One of the company’s more romantic-sounding jobs was a contract it completed for Mulberry Creek Community Center and Park in Flowery Branch a few years ago. Now, the 22-acre space is home to just under 30,000 square feet of community-based space where adults, children, and pets come to socialize and blow off steam. Complete with gymnasiums, a fitness center, access to arts and crafts and dance facilities, and pickleball courts, the project was most certainly one where this fun team could have a field day applying its expertise.

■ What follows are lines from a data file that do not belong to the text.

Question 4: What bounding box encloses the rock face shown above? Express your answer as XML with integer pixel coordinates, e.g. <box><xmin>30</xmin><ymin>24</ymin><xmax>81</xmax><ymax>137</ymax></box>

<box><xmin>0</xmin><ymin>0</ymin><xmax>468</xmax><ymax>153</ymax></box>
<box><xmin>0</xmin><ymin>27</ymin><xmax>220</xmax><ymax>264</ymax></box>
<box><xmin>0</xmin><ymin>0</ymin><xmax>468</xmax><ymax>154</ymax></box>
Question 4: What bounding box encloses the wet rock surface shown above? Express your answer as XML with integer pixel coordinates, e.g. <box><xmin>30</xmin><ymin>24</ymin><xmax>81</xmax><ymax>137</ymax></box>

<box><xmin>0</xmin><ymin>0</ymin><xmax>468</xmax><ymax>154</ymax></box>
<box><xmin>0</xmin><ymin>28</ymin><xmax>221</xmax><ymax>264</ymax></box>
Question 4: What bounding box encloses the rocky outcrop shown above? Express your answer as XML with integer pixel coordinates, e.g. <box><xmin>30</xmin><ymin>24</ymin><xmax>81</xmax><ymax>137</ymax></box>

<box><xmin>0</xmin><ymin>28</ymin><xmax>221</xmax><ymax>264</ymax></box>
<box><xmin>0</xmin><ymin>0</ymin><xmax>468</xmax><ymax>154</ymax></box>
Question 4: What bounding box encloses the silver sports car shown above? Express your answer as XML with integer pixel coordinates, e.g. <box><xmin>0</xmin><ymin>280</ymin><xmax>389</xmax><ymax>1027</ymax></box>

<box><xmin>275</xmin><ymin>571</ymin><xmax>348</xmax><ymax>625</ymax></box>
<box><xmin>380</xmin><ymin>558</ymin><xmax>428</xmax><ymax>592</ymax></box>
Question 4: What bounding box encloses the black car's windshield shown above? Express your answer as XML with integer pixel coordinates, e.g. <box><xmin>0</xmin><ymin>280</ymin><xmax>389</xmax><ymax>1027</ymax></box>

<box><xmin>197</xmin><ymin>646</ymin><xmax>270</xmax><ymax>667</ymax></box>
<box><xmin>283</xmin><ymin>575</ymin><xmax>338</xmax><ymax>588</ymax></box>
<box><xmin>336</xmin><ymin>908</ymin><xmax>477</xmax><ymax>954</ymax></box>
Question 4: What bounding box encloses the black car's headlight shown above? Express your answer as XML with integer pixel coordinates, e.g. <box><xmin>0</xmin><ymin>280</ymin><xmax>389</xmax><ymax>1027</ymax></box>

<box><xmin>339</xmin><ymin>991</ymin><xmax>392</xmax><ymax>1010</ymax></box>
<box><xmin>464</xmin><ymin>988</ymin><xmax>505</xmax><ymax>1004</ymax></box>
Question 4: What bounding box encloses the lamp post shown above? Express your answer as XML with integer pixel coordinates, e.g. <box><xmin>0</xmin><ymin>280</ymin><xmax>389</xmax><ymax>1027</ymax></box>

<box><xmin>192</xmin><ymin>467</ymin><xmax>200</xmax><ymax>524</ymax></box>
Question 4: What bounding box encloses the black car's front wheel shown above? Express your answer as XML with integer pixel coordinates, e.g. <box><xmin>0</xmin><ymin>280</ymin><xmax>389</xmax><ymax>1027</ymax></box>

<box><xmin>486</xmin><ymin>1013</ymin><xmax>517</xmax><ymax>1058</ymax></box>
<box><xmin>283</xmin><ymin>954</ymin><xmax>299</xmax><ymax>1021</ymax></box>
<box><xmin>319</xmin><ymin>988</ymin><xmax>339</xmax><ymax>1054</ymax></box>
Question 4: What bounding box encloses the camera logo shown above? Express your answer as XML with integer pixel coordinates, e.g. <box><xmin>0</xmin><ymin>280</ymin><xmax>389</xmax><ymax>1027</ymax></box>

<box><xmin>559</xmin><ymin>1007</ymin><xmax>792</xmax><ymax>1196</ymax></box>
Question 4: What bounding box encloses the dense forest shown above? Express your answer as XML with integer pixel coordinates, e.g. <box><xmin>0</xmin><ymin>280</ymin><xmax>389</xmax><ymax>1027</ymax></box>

As we know, life is not all fun and games, however. At times, our own health or that of loved ones comes under the spotlight with the odd routine or emergency visit to hospitals. In such cases, it is good to know that the bones of the building one is admitted to are equipped by professionals who know their trade. Some of the hospitals and medical centers the company’s work features in include Athens Regional Hospital, Kaiser Permanente Cumberland Medical Center, and the East Georgia Medical Center.

While passing through doors may seem like an ordinary occurrence in a day, humans traditionally attach tremendous symbolism to the act when it comes to life’s pivotal moments. Historically, grooms carried brides over the thresholds of open front doors into their new homes, while advisors and mentors tend to philosophically remind one that when one door closes, another opens.

From this perspective, Engineered Openings, Inc. has not only spent the past 30 years opening doors for its customers but installing them. By offering its customers choice and effective solutions alongside top safety standards, the company has been contributing to the comfort and safety of Georgians in a significant way. In a time when markets are changing fast and technology is entering every sphere of construction, the knocking of the past may more commonly involve pushing a button or waving a hand across a sensor these days. But either way, the team at Engineered Openings, Inc. is always ready to welcome new customers through their doors.